# The C Factor of Pipe, What Exactly is It??

Often times in designing our sprinkler systems, we need to use formulas to arrive at a value that is useful to us and our work.  In these formulas there are variables and constants that we may or may not understand but we mindlessly plug them into equations anyway because we know them by heart.  The Hazen-Williams formula is the formula we will most often use when calculating our sprinkler system.  In Hazen-Williams we need to input the inside diameter of the pipe be used, the flow in gallons per minute, and the C Factor of the pipe to derive the friction loss for 1′-0″ of pipe.  From memory we can probably recite the C values, 150 for CPVC, 120 for black pipe used in a wet system, and 100 for black pipe used in a dry system, etc, etc.  Perhaps in the course of our experience we learned that the C Factor represents the roughness on inside of the pipe, which is true.  But what does the number actually represent and how does it actually affect our calculations?

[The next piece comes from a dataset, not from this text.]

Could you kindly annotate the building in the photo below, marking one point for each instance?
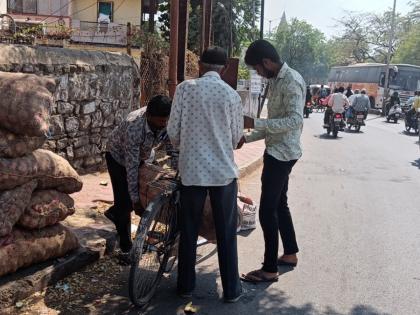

As stated before, the C Factor is a representation of the roughness of pipe.  To find out the reason why we need to measure or represent the roughness of the pipe, we must first learn a little about how water likes to flow.  Water likes a nice, smooth, easy, and straight path to flow in, this is called a laminar flow.  In laminar flow conditions, there are few obstructions disturbing the flow path of water which results in very little friction loss. It should be fairly obvious that obstructions to the flow path of water causes friction loss through the pipe meaning it takes more pressure for a given amount of water to flow through a section of pipe with many obstructions then it would have it there were fewer obstructions.